Ayuntados hemos de convivir, que tan malo es el pinto y peor es el colorao. Juntos aunque nos caigamos del nabo.
Es la condición de ser sociedad haciendo ciudad más y más grande cada día. Separarnos, aislarnos, no querer ver a nadie es soledad enfermiza que pocos pueden disfrutar. Así que en cada espacio donde nos movemos y sobrevivimos tenemos que hacer las cosas que nos la hagan más llevadera.
Para organizarnos y dirigir los esfuerzos comunes es que escogemos a quienes se encarguen en el día a día de la cosa pública. Ellos tienen que hacer policía, esto es, cuidar el espacio de todos; también diseñar políticas públicas, es decir, soluciones atinadas para los problemas que tenemos; y, para lograr eso, tienen que hacer política, lo que significa escuchar, atender, encontrarse con las personas que les han elegido y aún con las que no los preferían.

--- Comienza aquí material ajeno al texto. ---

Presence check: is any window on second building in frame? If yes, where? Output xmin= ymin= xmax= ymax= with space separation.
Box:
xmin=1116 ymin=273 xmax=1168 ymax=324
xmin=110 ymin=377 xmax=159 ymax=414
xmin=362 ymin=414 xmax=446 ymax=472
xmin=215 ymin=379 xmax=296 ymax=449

Antigua es la figura de escoger de entre los pobladores de una localidad a quienes juegan el papel de responsables públicos: se le ha llamado ayuntamiento porque es una junta de esos personajes facultados para hacer lo que tienen que hacer por ley. De ahí su honorabilidad. Pero con el paso de los tiempos, los que pujan por meterse a la yunta se hacen güeyes: quieren los privilegios que hay por ser cabilderos: permisos, licencias, concesiones, trafiques, moches y, desde luego, sueldos y prebendas a cargo del erario. Han hecho de la honorabilidad del ayuntamiento un asco. Ahora mismo empujan calientísimos en los vientres partidarios paridores de candidaturas. No escojamos a los vivales ni a los estúpidos, que las cosas andan de la chingada acá abajo.